Program management: How to gain client confidence around cost, risk, and delivery
Managing costs on large scale infrastructure programs is an enormous challenge. As infrastructure consultants and program managers, it’s one of the most important ways that we help our clients.
Just as delivery models demand different approaches, every project is unique. Likewise, different clients want different levels of control over their programs. To satisfy clients and integrated stakeholder teams and to drive effective, proactive interventions, the program management team must generate insights that provide the appropriate level of visibility over commercial and financial data as well as project delivery progress. This is as much about identifying areas for improvement as creating a culture that always examines where further improvements can be made.
At AECOM, we constantly innovate the way we use systems, tools, and data analysis so that we can trust the data and the insights it brings. Here are some key ways that a combined data analysis and behavioral approach helps us to avoid the use of ‘I think’ or ‘I feel’ in decision-making, allowing us to drive project efficiencies while helping clients meeting strategic outcomes, particularly on large infrastructure programs.
Collaborate and integrate early with key stakeholders
As a consultant, we establish the exact level of control clients need by engaging in upfront communication before the project even starts. Once that’s achieved, we can tailor the level of visibility around cost and risk management throughout the program lifecycle as well as assurance around delivery. It’s crucial to get this step right. Get it wrong, and clients lose confidence quickly.
Ultimately, it’s up to the consultant to understand clients’ needs. Of course, the better the relationship between client and consultant, the easier it is for parties to collaborate. This trust is often built up across multiple programs.
Establish data trust
Managing and presenting information sits at the heart of effective program delivery organisation.

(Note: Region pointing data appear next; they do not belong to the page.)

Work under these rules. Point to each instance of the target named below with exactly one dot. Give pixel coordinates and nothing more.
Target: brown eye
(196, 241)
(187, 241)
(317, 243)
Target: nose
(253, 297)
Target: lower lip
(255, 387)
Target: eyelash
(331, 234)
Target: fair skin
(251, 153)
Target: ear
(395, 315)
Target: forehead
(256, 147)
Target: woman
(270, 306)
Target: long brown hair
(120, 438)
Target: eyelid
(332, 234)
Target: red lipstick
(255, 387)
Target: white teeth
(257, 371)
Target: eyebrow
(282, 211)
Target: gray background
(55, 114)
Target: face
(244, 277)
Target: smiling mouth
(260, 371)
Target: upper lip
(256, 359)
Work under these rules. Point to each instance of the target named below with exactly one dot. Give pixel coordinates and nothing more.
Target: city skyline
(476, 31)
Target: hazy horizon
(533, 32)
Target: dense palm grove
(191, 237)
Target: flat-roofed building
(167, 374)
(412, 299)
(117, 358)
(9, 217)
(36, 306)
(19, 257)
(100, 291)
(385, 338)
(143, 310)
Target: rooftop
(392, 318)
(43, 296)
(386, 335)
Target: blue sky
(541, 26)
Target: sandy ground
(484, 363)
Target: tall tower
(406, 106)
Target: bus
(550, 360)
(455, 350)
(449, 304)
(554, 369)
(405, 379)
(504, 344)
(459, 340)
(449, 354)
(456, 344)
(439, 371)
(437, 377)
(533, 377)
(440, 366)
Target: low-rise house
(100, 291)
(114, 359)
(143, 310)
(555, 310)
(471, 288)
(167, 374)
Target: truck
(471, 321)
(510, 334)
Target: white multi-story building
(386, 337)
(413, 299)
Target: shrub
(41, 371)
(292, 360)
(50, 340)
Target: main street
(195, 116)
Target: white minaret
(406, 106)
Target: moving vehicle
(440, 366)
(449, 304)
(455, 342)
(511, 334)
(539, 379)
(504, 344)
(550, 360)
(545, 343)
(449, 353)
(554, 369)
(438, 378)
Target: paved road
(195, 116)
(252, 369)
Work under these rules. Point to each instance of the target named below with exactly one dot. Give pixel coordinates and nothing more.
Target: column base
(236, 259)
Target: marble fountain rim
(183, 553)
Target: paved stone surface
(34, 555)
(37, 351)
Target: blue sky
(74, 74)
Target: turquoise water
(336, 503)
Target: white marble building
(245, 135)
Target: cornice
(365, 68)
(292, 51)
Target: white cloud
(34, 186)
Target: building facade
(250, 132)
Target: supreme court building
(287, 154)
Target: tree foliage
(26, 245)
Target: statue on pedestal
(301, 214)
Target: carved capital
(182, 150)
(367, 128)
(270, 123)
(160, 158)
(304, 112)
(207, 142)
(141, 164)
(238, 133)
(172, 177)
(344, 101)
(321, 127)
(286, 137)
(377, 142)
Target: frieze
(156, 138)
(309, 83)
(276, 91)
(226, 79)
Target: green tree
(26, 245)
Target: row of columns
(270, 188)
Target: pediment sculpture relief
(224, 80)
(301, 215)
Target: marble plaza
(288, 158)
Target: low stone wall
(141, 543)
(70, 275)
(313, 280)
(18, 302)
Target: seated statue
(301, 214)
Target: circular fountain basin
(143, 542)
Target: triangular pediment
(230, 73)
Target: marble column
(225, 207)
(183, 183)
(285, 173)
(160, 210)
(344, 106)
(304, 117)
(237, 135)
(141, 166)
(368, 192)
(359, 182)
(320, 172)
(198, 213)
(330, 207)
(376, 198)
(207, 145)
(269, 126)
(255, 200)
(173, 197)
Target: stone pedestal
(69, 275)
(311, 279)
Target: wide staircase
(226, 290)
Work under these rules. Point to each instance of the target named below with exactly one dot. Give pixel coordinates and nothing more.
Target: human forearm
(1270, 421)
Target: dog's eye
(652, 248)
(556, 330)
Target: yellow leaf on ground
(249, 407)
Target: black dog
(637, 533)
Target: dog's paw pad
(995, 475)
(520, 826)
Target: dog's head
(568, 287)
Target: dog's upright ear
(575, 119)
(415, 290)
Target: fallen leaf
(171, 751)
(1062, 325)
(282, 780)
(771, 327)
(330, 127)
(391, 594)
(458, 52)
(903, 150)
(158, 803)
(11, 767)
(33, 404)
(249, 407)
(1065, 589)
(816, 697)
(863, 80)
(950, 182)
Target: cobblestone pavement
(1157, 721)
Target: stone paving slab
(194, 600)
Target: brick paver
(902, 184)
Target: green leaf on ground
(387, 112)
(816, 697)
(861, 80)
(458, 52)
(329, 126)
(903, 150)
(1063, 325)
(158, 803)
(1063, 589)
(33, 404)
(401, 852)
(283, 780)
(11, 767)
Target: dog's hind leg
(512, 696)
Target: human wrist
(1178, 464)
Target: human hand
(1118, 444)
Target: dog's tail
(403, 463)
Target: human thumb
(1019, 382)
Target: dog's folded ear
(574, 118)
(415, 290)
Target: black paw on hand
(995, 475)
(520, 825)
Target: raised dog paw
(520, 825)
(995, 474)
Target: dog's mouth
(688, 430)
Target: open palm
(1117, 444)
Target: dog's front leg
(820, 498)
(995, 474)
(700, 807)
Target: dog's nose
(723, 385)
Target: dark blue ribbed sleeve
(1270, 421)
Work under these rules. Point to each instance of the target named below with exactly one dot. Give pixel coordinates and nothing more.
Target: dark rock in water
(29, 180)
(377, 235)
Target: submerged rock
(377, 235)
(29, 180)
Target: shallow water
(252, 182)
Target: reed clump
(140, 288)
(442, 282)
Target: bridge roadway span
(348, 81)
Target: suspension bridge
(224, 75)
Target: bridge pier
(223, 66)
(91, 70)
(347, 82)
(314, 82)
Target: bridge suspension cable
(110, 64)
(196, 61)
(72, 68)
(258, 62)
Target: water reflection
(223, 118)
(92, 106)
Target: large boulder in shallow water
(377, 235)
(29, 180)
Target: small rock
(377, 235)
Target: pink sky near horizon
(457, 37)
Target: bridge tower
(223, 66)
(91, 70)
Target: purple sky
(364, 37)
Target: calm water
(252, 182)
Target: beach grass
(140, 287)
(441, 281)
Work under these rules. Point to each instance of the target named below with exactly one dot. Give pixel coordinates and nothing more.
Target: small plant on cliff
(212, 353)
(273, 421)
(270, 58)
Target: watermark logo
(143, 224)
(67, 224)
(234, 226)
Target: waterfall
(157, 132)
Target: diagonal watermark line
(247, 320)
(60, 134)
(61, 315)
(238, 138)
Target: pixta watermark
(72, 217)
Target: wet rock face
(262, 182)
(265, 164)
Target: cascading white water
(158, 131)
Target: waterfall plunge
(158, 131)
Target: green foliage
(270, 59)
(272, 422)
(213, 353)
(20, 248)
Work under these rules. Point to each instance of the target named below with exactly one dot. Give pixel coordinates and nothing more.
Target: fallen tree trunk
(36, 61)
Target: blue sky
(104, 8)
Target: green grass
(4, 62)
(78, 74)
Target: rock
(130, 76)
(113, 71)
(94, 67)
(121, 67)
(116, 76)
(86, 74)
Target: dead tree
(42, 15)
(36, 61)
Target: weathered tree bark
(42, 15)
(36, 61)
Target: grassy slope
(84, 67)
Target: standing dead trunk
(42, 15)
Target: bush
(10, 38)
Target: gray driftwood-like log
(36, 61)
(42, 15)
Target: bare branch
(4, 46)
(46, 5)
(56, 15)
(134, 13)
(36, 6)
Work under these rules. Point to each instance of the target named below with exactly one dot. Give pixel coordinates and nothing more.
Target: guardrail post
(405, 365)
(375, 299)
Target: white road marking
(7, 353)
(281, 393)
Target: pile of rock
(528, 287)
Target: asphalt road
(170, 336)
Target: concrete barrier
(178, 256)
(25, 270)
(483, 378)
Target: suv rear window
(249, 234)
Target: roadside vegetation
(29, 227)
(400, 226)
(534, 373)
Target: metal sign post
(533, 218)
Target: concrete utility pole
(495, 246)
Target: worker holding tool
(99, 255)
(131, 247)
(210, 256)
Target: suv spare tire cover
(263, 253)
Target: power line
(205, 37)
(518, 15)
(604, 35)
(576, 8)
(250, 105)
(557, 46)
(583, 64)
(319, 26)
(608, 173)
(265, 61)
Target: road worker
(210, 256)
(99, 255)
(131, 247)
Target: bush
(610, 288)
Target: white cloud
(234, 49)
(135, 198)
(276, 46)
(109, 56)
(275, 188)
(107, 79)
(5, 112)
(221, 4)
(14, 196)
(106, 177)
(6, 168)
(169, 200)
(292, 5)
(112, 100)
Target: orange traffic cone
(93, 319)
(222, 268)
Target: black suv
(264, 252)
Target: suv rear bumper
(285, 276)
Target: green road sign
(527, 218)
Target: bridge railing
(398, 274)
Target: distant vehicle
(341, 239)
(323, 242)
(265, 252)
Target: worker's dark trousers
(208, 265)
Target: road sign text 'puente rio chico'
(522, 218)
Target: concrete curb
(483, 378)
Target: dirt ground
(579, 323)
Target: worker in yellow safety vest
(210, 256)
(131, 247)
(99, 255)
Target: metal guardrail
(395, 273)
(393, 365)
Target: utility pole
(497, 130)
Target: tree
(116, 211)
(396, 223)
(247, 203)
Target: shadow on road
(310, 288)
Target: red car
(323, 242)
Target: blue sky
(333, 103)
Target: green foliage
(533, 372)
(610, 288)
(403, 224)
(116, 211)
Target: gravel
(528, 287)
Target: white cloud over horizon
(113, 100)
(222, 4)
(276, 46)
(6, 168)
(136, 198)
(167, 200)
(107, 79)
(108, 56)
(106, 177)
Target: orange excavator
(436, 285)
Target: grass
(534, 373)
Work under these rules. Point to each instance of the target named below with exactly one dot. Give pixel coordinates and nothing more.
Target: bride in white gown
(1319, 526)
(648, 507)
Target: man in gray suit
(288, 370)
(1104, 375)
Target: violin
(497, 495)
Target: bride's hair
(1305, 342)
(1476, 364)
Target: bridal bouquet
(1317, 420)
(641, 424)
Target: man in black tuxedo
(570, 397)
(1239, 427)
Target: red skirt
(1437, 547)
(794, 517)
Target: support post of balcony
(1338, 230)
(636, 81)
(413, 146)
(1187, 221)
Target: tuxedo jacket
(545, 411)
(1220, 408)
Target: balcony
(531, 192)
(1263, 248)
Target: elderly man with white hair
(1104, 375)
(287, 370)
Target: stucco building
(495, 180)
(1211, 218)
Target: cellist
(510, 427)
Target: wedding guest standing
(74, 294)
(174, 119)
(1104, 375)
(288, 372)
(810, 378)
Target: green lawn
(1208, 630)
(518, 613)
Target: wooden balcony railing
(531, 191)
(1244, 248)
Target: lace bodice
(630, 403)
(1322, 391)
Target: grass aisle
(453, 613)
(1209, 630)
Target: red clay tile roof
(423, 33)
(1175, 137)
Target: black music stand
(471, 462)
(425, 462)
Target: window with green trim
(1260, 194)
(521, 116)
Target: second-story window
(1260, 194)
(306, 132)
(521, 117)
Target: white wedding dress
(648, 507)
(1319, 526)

Digital dashboards, such as Power BI, allow us to give clients maximum visibility of their projects as they are fed by data from multiple sources to generate regular progress reports.
For this process to work most efficiently, it is important to establish data trust right from the outset so that all parties can focus on the trends and intelligence gleaned from the information rather than the quality of what is being presented.
For example, in our work with West Midlands Combined Authority, we manage four different design packages and use Power BI to consolidate project information in one integrated overview. The skill and experience of the program team is critical in translating the data so that the information informs decision-making and drives improvements.
In addition, the program team must judge exactly how to present the information to best meet stakeholder needs and intents. In reality, the possibilities are endless – all data levels could be opened if the client so wished and presented either digitally or on paper. In the past, this would have been a huge, resource-intensive undertaking. Now, however, the process is much more efficient and a lean team of skilled operatives using a single source of truth can meet even the heaviest of data demands.
Opening a window on strategic outcomes
Most programs exist to create or enable some form of wider strategic outcomes. Having a thorough understanding of these outcomes allows us to drive the right data through the digital dashboard so that it becomes the lens through which customers, owners and delivery teams can measure performance against them. Right from the start, all program team members should be able to answer the question, ‘Why are we doing this and how are we contributing to those outcomes?’ In this way, individual organisational needs are no longer the primary driver for decision-making.
Ultimately, setting the environment for how multi-discipline different organisations work together and behave commercially will drive program success, which should be measured on the realization of the wider benefits as well as the traditional critical success factors of time, cost, and quality. Generating insights from trusted data to provide the appropriate level of visibility is key to making this happen.